La Navidad era nuestra patria de entonces. Concluido el primer trimestre de colegio, una piara de niños por fin libres nos incorporábamos a las manadas de pavos que fluían por las calles de El Palo en dirección al centro de Málaga, con parada final en las mesas de Nochebuena. Nosotros íbamos también hacia esas mesas, pero en calidad de comensales. Los pavos, sin embargo, parecían conocer su destino de chamusquina con puré de castañas, y nos miraban levantando sus pescuezos de mártires navideños y haciendo gorgoritos que nosotros imitábamos con inquietante perfección.

A veces, uno de los hombres que armados con cañas conducían el paverío hacia el centro de la ciudad mordisqueaba, cabreado con nuestro jolgorio, la colilla del celta corto humeante en la comisura de sus labios y nos soltaba un cañazo al que responderíamos, todos a una, con lluvias de pedruscos y hortalizas casi podridas atesoradas por nosotros, con ese único fin, del suelo del mercado cercano al colegio. Los paveros blasfemaban contra el dios de los niños y contra el santoral de los pavos hasta que aparecían los alarmados curas del colegio. Recuerdo, y lo recordaré siempre con idéntica emoción, aquel año en el que los curas recibieron tantos cañazos como los pavos, mientras que nosotros -espectadores maliciosos del combate entre paveros, jesuitas y pavipollos- reíamos ignorantes de que las vacaciones de Navidad terminaban el 7 de enero y volveríamos al colegio para purgar nuestros pecados.

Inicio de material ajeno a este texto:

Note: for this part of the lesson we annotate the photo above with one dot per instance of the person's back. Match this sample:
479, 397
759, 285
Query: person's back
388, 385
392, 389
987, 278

La Navidad, que era nuestra patria de entonces, también tenía plazas con guardias municipales subidos en un maderaje rodeado de estuches con regalos. Los por entonces escasos conductores de automóviles les dejaban sus presentes a aquellos guardias con abrigo azul marino, pito estruendoso y una especie de orinal blanco encasquetado en sus cabezas; ellos sonreían, largaban una opulenta pitada de júbilo y anotaban en una libreta de gusanillo la matrícula del coche desde cuyo interior un señor con cara de paje real les guiñaba un ojo. Uno de esos días en los que actuábamos de testigos malévolos de este tipo de cohechos birriosos, vi cómo el coche de mi padre paraba junto a la peana del guardia, cómo mi padre bajaba de aquel Fiat 1300 que a veces lograba coronar la Cuesta de la Reina, cómo depositaba mi padre una cajita envuelta en papel bermejo y con lazo rojo en las manos del guardia sonriente. No volví a salir con mis compinches ninguna mañana de esa Navidad en la que estuve a punto de rajar los neumáticos de las cuatro ruedas del Fiat 1300.

Por Reyes, mi almuerzo consistía en entremeses de laxante y una taza de caldo al que mi tía Normandina, en un descuido voluntario de los comensales previamente avisados para hacer la vista gorda, añadía un cucharón de menudillos y unas gotas de jerez. Aún no sé si era que yo siempre llegaba empachado al 6 de enero, o si era que la proximidad de la vuelta al colegio estreñía no sólo mis deseos de volver. Pero volvía. Entonces mis compañeros y yo éramos unos exiliados de la Navidad que no tendríamos patria hasta el año siguiente. Ni las vacaciones de Semana Santa ni las de verano fueron jamás una patria para aquellos niños del internado.